Bild 122282 - Dieses Bild ist aus diesem Werk.

      Am drauf folgenden Tag sah ich, wie ein strahlender König in majestätischen Kleidern ehrfurchtsvoll eine mit Gold beschlagene Schatztruhe an den Fuss der Krippe stellte. Als er die Schatulle öffnete, strömte warmes Licht aus deren Inneren hervor, bis der ganze Raum davon erfüllt war. Weil ich selber keinen solchen Schatz besass, mich der Gegenstand aber derart faszinierte, machte ich mir darüber Gedanken, wie ich auch zu einem solch kostbaren Schatz gelangen könnte. So sehr beschäftigte ich mich damit, dass mir die Truhe sogar des nachts im Schlaf erschien.

      Nur dass jetzt der warme Schein in gleissendes Licht verwandelt war und mich derart blendete, dass mir das Unterscheiden von einzelnen Gegenständen unmöglich war. Wie ein Blinder tappte ich in der Hitze herum. Die Umgebung war in eine Wüste von heissem Goldstaub verwandelt, und ich wusste weder mich an einem schattigen Ort zu bergen noch in welche Richtung der Lichtquelle zu entfliehen, da ich ihren Ausgangspunkt nicht feststellen konnte.

      Als ich erwachte und über den Traum nachdachte wurde mir bewusst, dass die Schatztruhe keine Gabe von mir sein konnte, da sie mir im Traum fremd und unzuträglich erschienen war. Weil ich aber wusste, dass das Jesuskind eine Person von unermesslichem, innerem Reichtum und grosser Ausstrahlung war, wollte ich ihm etwas schenken, das ihm entsprach und worüber er sich freuen würde.

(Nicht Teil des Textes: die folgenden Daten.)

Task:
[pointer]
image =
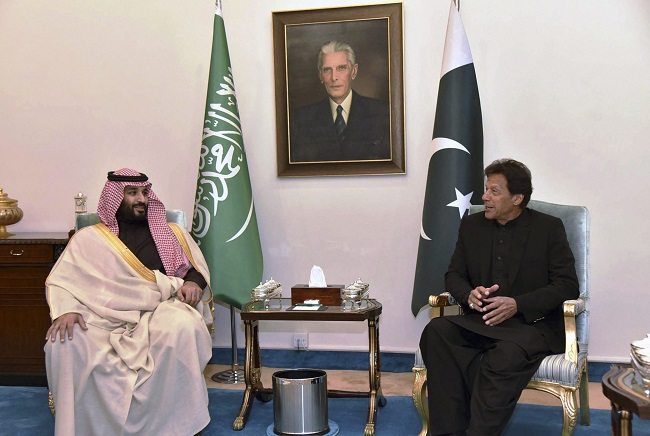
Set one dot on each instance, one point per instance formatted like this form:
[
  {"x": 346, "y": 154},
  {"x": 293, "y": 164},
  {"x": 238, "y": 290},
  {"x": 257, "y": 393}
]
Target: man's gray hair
[{"x": 333, "y": 47}]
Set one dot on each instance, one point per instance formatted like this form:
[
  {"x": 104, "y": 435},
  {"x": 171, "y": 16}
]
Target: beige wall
[{"x": 87, "y": 87}]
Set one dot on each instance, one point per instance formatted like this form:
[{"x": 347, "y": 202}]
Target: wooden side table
[
  {"x": 626, "y": 398},
  {"x": 25, "y": 261},
  {"x": 253, "y": 312}
]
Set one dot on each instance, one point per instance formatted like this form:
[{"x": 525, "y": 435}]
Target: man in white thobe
[{"x": 131, "y": 309}]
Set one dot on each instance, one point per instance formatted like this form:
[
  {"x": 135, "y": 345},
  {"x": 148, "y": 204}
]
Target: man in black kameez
[{"x": 511, "y": 271}]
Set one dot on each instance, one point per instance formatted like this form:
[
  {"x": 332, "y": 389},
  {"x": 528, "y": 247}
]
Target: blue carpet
[{"x": 24, "y": 411}]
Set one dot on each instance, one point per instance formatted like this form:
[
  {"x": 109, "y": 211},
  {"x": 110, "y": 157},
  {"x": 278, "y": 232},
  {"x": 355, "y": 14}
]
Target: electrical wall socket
[{"x": 301, "y": 341}]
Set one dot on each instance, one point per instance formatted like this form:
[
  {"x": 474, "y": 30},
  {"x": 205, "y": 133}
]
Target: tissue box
[{"x": 328, "y": 296}]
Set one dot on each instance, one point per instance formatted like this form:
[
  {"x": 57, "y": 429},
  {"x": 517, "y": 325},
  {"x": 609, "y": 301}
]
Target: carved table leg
[
  {"x": 374, "y": 370},
  {"x": 251, "y": 372},
  {"x": 621, "y": 421}
]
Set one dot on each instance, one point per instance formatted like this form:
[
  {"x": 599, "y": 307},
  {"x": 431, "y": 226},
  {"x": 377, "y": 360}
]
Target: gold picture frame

      Da stieg mir seit langem wieder ins Bewusstsein, dass sich in meinem Innern so etwas wie eine goldene Kugel befand, die sich bei meiner Taufe gebildet und auf welcher die Konturen eines Medaillons oder einer Skulptur eingezeichnet waren. Weil das Sujet aber nicht fertig ausgebildet war, war es mir bis dahin nicht gelungen, das Motiv des Kunstgegenstandes auszumachen. Nichtsdestotrotz war ich gewillt, auch diese unvollendete Kostbarkeit dem Jesuskind zu übergeben und in die Krippe zu legen.

      Kaum hatte ich das getan, stieg Jesus aus der Krippe heraus und wiederholte an mir das Ritual der Taufe durch Segnung mit flüssigem Öl auf Stirn und Brust. Und wie vor meinem inneren Aug formte sich die Goldkugel vollständig aus zur Figur des heiligen Christophorus, der das Jesuskind über den reissenden Fluss trägt. Anders aber als bei bekannten Motiven drückte die Last des Jesuskindes, der in seinem Schoss im Symbol einer kleinen Goldkugel den Globus trug, den Heiligen nicht nieder. Es machte vielmehr den Anschein, dass Christophorus das Kind als eine Trophäe stolz auf seiner Schulter trug.